Abstract

Explosive breccia pipes were formed in the phreatomagmatic eruption of Taal volcano 60 km south of Manila, Philippines in September 1976. They were photographed in eruption which consisted of a series of small explosions occurring during the peak of activity at 10 sec intervals. These four breccia pipes formed on the collapse fault marking the margin of the much more intense eruption of 28 September 1965 when a diatreme 800 m in diameter formed. Renewed eruption in October 1977 on one of the breccia pipes blasted out the sealed plug and breccia fragments in all stages of alteration were included in the tephra. They ranged from barely agglomerated to strongly cemented through argillized and pyritized to totally replaced by silica and pyrite, fragments indistinguishable from those found in many mining districts.
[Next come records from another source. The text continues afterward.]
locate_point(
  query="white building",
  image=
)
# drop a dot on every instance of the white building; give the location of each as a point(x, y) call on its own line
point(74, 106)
The violence of the explosion initiating a phreatomagmatic eruptive sequence results in strong crackling of the walls of the pipe and the crakle zone may become mineralized (cf. Braden, Chile). Usually the crater collapses on ring faults after eruption, forming a marginal tectonic breccia which can be mineralized (cf. Balatoc, Philippines.) The small craters with steep inner walls and tapering outer slopes which form during phreatomagmatic eruptions, sometimes containing lakes, are called maars and they are the surficial expression of an explosive breccia pipe or diatreme. Superficially similar craters are formed over kimberlite pipes. Hydrothermal explosion craters are somewhat similar. Collapse breccia pipes can form in the same sequence with explosive pipes. When one rising plug encounters ground water and explodes, fluostatic pressure on any other cupolas rising from the same magma drops rapidly, resulting in withdrawal of magma and collapse of walls and roof (Perry 1961). “Fluidization” is not thought to be of any significance in formation of breccia pipes (Wolfe 1980) contrary to Reynolds (1954) and many authors who have cited that work. An explosive breccia pipe is like an open window resulting in rapid depression of the isotherms of a pluton. A concentrated brine front can build up in minutes after an explosion. The very rapid cooling may explain why many explosive breccia pipes are altered by silica and pyrite only, the system being cooled before metallic solutions have time to replace breccia matrix or fragments.